Laboratory Executives and Physician Pay Over $2 Million to Settle False Claims Act Kickback Allegations
A group of laboratory executives, sales professionals, marketers, and a Texas physician have agreed to pay a combined total of more than $2 million to resolve civil allegations that they participated in an illegal scheme to pay doctors for laboratory referrals. The settlements, announced by the Department of Justice, center on allegations that the defendants disguised kickbacks as managed service organization distributions to induce physicians to order lab tests, many of which were medically unnecessary. The federal Anti-Kickback Statute strictly prohibits offering or receiving anything of value in exchange for referrals of services covered by Medicare, Medicaid, or other government-funded health programs.

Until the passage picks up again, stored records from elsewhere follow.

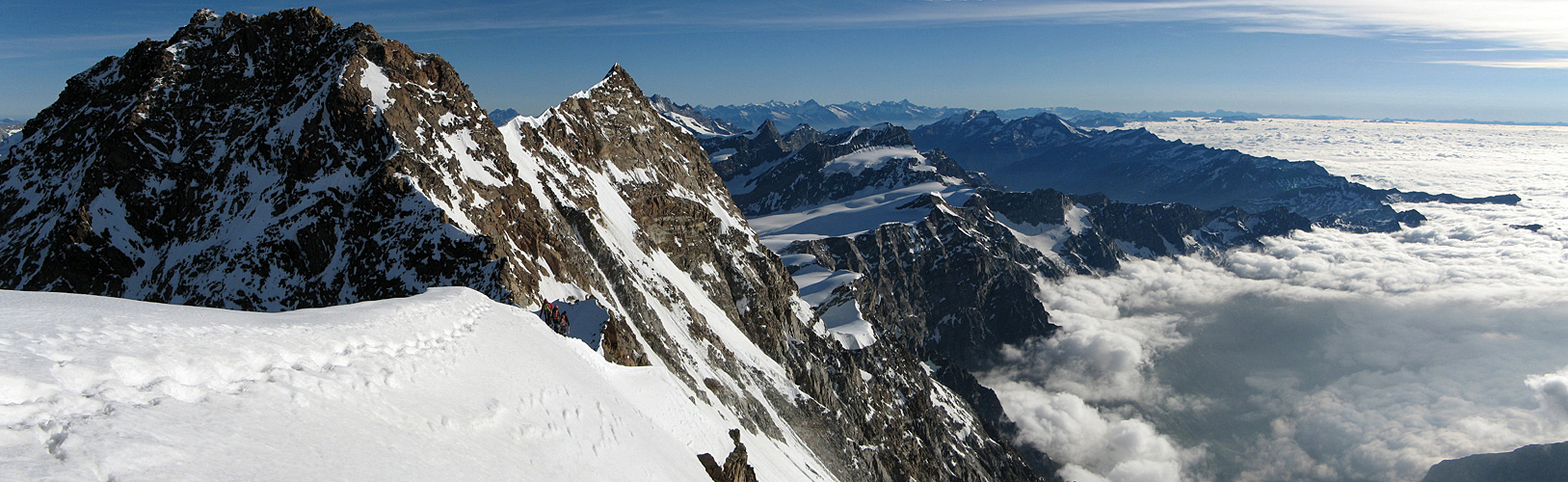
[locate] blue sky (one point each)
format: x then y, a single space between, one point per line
1405 59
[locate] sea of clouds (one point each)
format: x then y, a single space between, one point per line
1322 355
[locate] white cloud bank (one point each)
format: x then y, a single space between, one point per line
1322 355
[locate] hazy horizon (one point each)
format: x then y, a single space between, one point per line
1490 62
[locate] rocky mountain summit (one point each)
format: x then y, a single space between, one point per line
1139 167
692 120
987 144
937 259
282 160
772 173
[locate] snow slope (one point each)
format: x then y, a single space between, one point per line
447 385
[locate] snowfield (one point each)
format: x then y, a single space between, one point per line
447 385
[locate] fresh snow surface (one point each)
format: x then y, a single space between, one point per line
377 82
842 321
853 215
872 159
1047 237
447 385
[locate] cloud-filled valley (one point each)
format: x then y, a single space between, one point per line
1322 355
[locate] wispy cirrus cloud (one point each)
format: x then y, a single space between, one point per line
1540 63
1530 25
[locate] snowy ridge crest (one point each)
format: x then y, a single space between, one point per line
281 162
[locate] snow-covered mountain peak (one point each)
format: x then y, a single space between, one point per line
282 162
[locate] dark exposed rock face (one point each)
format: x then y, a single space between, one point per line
957 284
734 469
987 144
773 173
947 284
504 115
229 169
1528 464
279 162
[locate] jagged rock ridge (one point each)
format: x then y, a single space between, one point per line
942 264
692 120
278 162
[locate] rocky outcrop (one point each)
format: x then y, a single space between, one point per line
692 120
1528 464
775 173
988 144
279 162
734 469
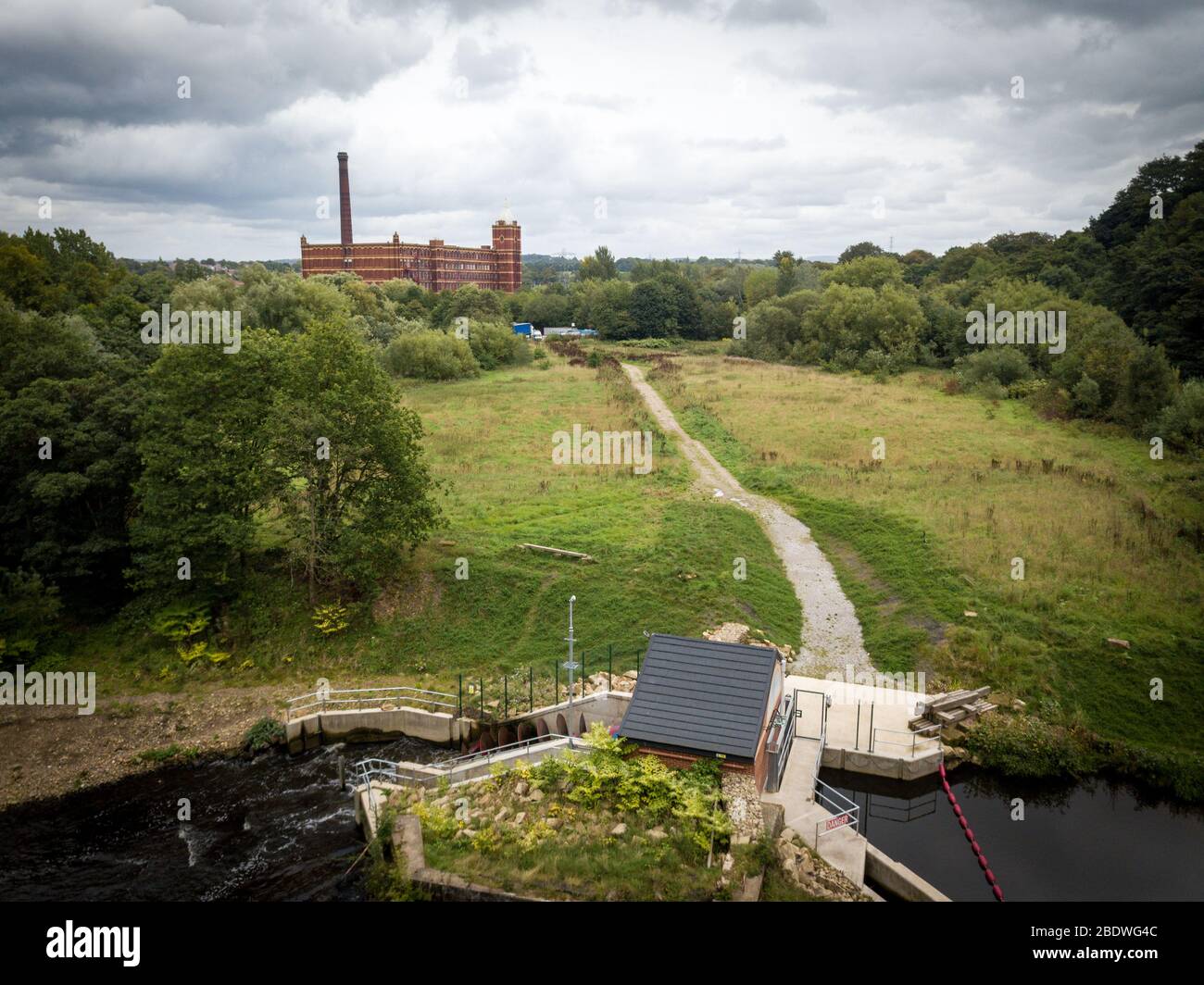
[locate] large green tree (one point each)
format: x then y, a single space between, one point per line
357 492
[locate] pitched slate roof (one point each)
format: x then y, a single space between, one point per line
701 696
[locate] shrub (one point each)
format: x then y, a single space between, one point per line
263 735
495 344
1085 397
430 355
1183 421
330 619
1003 363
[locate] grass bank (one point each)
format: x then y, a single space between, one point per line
1108 540
470 600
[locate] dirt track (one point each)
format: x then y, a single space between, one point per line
831 633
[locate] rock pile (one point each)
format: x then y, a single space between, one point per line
601 683
737 632
811 873
743 807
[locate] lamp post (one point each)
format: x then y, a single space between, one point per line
571 665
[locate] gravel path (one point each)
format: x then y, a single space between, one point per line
831 633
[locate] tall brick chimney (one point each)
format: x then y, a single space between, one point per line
345 199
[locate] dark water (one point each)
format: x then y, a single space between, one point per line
1091 840
269 829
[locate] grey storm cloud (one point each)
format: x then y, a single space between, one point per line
705 124
489 69
758 12
119 61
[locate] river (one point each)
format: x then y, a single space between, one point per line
266 829
1087 840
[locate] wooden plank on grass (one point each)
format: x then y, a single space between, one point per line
558 552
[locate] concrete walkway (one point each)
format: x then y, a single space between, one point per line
831 636
842 848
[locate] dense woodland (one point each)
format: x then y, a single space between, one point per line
157 447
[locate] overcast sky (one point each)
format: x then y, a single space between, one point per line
660 129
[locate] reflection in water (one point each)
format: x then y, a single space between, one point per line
268 829
1091 840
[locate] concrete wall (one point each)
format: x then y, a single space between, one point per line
896 767
607 707
898 879
372 725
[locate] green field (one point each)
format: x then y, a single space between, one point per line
663 559
1109 537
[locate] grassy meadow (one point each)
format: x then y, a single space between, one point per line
1109 537
663 560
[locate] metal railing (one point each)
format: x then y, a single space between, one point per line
781 742
361 699
486 755
914 740
432 773
827 796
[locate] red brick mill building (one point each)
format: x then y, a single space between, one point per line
434 267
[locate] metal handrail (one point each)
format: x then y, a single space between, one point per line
372 696
915 736
488 754
372 768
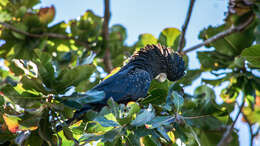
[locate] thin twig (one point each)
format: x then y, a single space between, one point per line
221 35
250 130
184 27
105 33
49 35
227 135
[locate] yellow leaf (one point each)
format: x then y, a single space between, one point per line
11 122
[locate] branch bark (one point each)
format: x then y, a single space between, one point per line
227 135
250 130
185 25
221 35
105 34
50 35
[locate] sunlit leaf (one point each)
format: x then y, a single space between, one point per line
170 37
144 117
12 122
252 54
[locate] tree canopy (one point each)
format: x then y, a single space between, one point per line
44 65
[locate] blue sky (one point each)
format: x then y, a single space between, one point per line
152 16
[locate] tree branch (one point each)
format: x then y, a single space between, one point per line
227 135
49 35
105 33
185 25
250 130
221 35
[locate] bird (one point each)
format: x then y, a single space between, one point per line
133 80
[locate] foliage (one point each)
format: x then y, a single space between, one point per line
47 62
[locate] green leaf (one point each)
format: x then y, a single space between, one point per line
34 139
21 27
170 37
205 91
90 97
160 121
4 16
105 122
158 96
148 141
25 100
252 54
230 45
67 133
45 130
4 2
189 77
33 84
144 117
178 100
2 101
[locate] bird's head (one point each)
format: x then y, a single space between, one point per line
162 60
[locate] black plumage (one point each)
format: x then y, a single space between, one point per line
133 80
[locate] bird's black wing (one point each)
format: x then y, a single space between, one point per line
128 84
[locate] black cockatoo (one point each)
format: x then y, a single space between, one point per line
133 80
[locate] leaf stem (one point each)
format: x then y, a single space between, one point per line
185 25
227 135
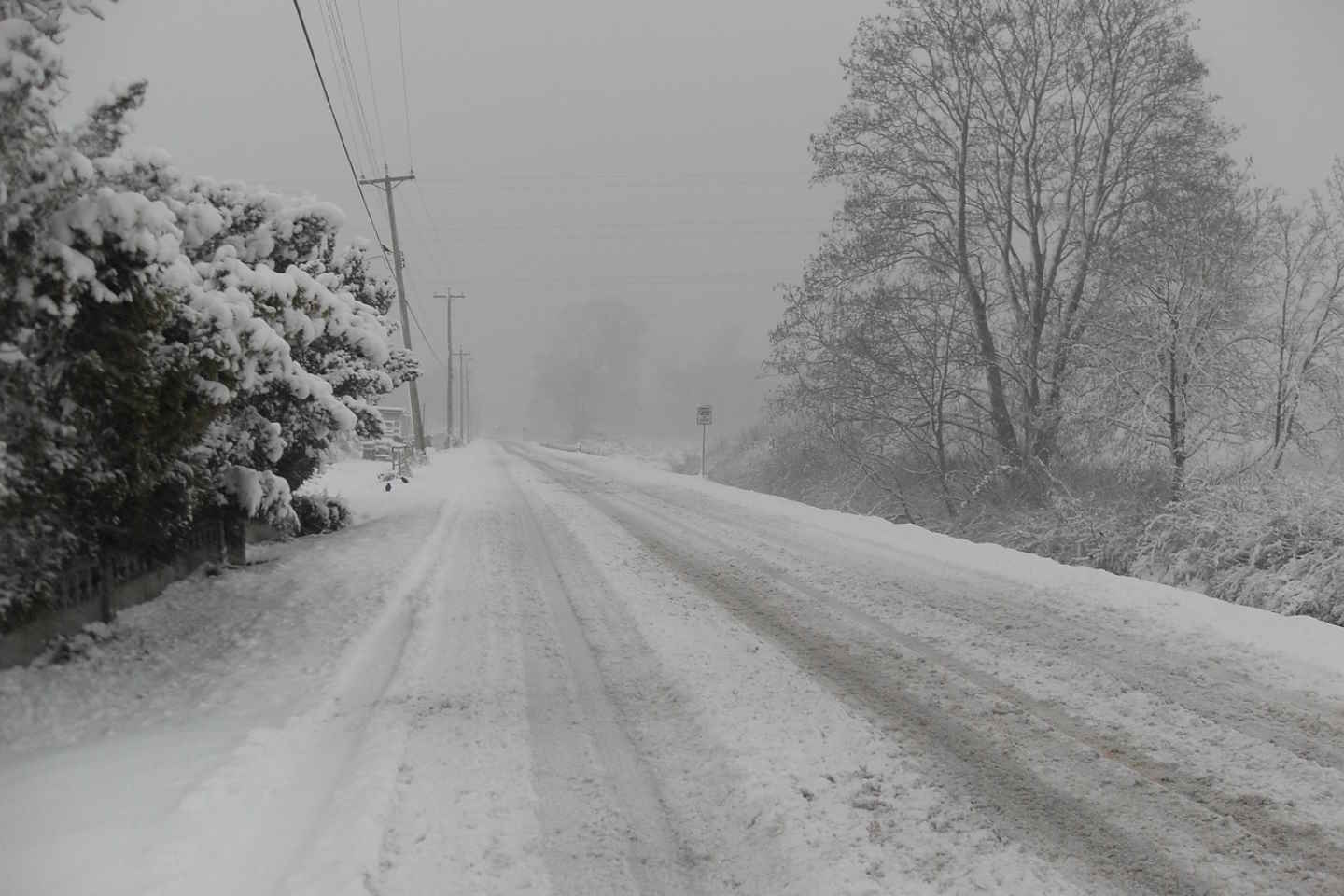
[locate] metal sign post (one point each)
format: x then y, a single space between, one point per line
705 416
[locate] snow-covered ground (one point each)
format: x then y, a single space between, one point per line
535 670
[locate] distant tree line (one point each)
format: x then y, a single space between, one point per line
170 345
1046 256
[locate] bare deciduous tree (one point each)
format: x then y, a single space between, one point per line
1004 144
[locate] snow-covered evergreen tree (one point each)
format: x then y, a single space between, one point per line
165 344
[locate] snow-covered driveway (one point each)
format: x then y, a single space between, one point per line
542 672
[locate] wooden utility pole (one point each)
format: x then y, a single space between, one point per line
386 183
461 395
449 296
467 404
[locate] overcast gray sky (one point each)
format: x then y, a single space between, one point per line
651 152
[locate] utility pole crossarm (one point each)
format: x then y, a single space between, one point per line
386 180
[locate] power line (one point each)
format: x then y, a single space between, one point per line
372 89
353 79
344 94
427 344
336 122
406 101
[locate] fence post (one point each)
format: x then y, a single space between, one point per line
103 581
235 538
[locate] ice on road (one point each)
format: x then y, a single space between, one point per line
538 672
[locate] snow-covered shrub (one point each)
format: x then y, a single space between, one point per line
1276 544
320 513
167 345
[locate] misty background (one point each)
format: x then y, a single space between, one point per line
626 180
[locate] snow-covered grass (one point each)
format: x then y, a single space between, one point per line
1273 541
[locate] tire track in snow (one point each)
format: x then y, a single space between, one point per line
256 817
1029 804
605 829
1312 730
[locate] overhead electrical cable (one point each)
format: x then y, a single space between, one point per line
372 91
406 101
339 133
353 79
424 336
363 164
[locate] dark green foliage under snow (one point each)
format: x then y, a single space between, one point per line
320 513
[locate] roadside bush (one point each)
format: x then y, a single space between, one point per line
1271 543
320 513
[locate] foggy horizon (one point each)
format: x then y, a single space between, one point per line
599 152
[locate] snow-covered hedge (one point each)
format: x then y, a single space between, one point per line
1274 544
168 345
320 512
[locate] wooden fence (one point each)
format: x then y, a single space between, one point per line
95 592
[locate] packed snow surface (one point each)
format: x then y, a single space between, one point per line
535 670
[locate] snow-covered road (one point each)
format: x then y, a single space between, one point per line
550 673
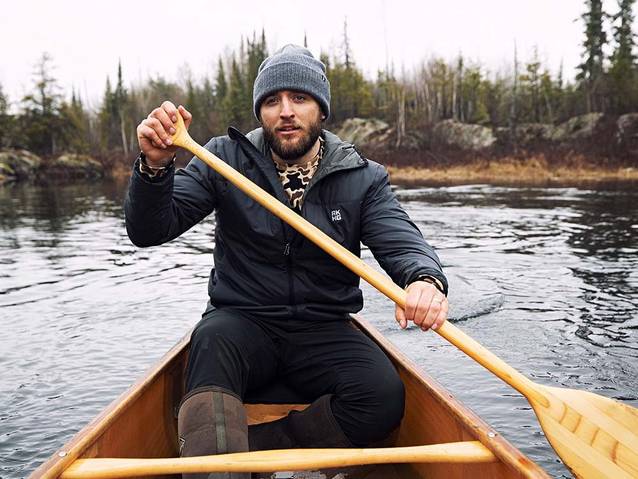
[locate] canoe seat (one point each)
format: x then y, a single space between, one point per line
277 392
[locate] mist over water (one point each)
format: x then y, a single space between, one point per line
546 278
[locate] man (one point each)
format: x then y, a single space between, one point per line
278 305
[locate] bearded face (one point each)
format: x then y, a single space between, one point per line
292 123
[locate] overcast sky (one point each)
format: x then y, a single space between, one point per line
160 37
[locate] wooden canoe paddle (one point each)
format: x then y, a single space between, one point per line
594 436
279 460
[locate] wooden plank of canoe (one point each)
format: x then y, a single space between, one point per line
141 422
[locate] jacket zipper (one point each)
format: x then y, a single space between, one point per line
289 270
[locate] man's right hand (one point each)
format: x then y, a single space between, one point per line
154 133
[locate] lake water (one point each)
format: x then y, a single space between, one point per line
547 278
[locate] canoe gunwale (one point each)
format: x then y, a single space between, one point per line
472 423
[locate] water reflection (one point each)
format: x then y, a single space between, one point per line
545 277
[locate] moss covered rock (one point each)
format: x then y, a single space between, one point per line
71 165
18 165
368 132
462 136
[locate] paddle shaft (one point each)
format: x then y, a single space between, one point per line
279 460
378 280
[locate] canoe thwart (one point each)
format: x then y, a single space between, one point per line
280 460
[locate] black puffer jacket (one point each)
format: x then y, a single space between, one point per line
261 263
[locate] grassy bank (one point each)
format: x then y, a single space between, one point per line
532 171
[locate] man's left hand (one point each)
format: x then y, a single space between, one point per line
425 306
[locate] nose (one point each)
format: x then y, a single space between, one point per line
287 110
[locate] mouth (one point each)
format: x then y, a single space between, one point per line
288 130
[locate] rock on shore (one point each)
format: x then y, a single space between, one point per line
20 165
16 165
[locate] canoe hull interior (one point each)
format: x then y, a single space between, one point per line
141 423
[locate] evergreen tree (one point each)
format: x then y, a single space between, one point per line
5 121
234 102
75 136
531 89
40 123
623 71
591 69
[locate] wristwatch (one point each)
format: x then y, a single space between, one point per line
154 171
432 280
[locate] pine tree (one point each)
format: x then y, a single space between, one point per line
623 71
41 124
591 69
233 104
5 121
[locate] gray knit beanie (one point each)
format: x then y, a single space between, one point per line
292 68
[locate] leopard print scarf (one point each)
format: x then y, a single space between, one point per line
295 178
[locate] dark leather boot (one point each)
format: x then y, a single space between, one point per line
212 420
314 427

Former Boston Heart Diagnostics CEO Susan Hertzberg and former sales executive Matthew Theiler each agreed to pay $600,000 to resolve claims that they caused false claims to be submitted to Medicare, Medicaid, and TRICARE between 2015 and 2017. A Texas physician, Dr. Frederick Brown, agreed to pay approximately $309,000 for allegedly receiving thousands of dollars in kickback payments from purported MSOs in return for ordering lab tests. Six additional marketers paid a total of $550,000. The settlements underscore the government’s aggressive use of the False Claims Act to recover taxpayer dollars lost to kickback arrangements that can corrupt medical judgment. Since 2019, the Department of Justice has secured more than $61 million in similar settlements involving MSO-distributed kickbacks.